Benchmark Strategy
Status
Accepted
Context
Ferroni's performance claims need reproducible evidence. The question is what to benchmark, how to measure, and how to prevent regressions.
Decision
A two-suite benchmark architecture:
Reference suite: battle_bench
Real-world scenarios that produce the numbers we publish. Always Ferroni vs Oniguruma at -O3.

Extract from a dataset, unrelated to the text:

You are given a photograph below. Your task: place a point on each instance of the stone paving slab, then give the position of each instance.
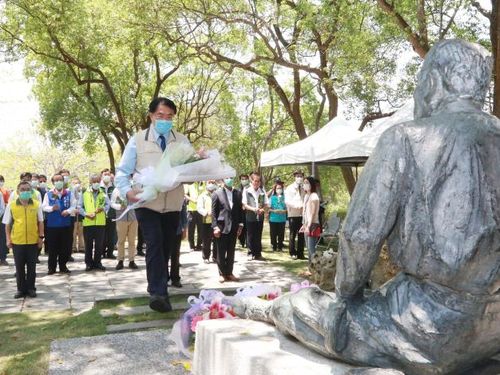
(148, 352)
(126, 327)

| Category | What is measured |
|---|---|
| Syntax highlighting | Full, unmodified Shiki grammars -- TypeScript (279 patterns), CSS (117 patterns), Rust (81 patterns). Compile time, first-match latency, full-line tokenization. |
| Text search | Literal search, no-match rejection, field extraction, timestamp matching on 10-50 KB log inputs. |
| Pattern matching | One representative pattern per regex feature (quantifiers, lookaround, Unicode, backreferences, alternation, named captures). |
| Compilation | Simple to complex patterns, measuring compile latency. |
Key rule: benchmark against complete, unmodified production grammars -- no cherry-picked subsets. The Shiki grammars are committed as-is in benches/grammars/.
Internal suite: codspeed_bench
Ferroni-only micro-benchmarks tracked by CodSpeed in CI. These catch performance regressions before they reach main. They are intentionally internal-facing: useful for optimizing parser, executor, scanner, RegSet, and public API paths, but not meant for README marketing tables.
Tooling
- Criterion.rs for local measurement and HTML reports (
target/criterion/report/index.html). - codspeed-criterion-compat for CI integration -- same benchmark code, instrumented for CodSpeed's wall-time tracking.
- C comparison via optional
ffifeature. Thecccrate builds Oniguruma from a pinned local source snapshot prepared on demand for head-to-head measurement. - Pinned battle inputs in
benches/battle_inputs.toml. This records the exact external artifacts behind the publishable suite.
Build profile
Both release and bench profiles use lto = "thin" to allow cross-crate inlining (especially for memchr) without the compile-time cost of full LTO. This matches realistic deployment conditions.
Rationale
- Real grammars prevent overfitting. Benchmarking against subsets risks optimizing for patterns that don't matter.
- C comparison keeps claims honest. Every speedup number is relative to the same engine at
-O3, not a strawman. - Two suites separate concerns.
battle_benchis small, stable, and publishable;codspeed_benchis free to optimize for regression coverage and engineering feedback. - Compilation is part of the workload. Syntax highlighters compile grammars at startup. Ignoring compile time gives an incomplete picture.
- README numbers should stay human-scale. The README intentionally rounds values; exact raw numbers live in
/perf/benchmark-results.
Consequences
- Shiki grammar JSON files are committed to the repository (
benches/grammars/). These are updated when Shiki releases new grammar versions. - The
ffifeature adds a C build step. Running./scripts/prepare-oniguruma-sources.sh && cargo bench --features ffi --bench battle_benchrequires a C compiler;cargo bench(withoutffi) runs the Rust-only internal suite. - Exact external input revisions for
battle_benchlive inbenches/battle_inputs.toml; each published measurement run should also record machine and toolchain details in/perf/benchmark-results. - Reference benchmark results are documented in
/perf/benchmark-results.mdand summarized inREADME. - New optimizations should be validated against the internal suite first; user-facing claims should cite the reference suite.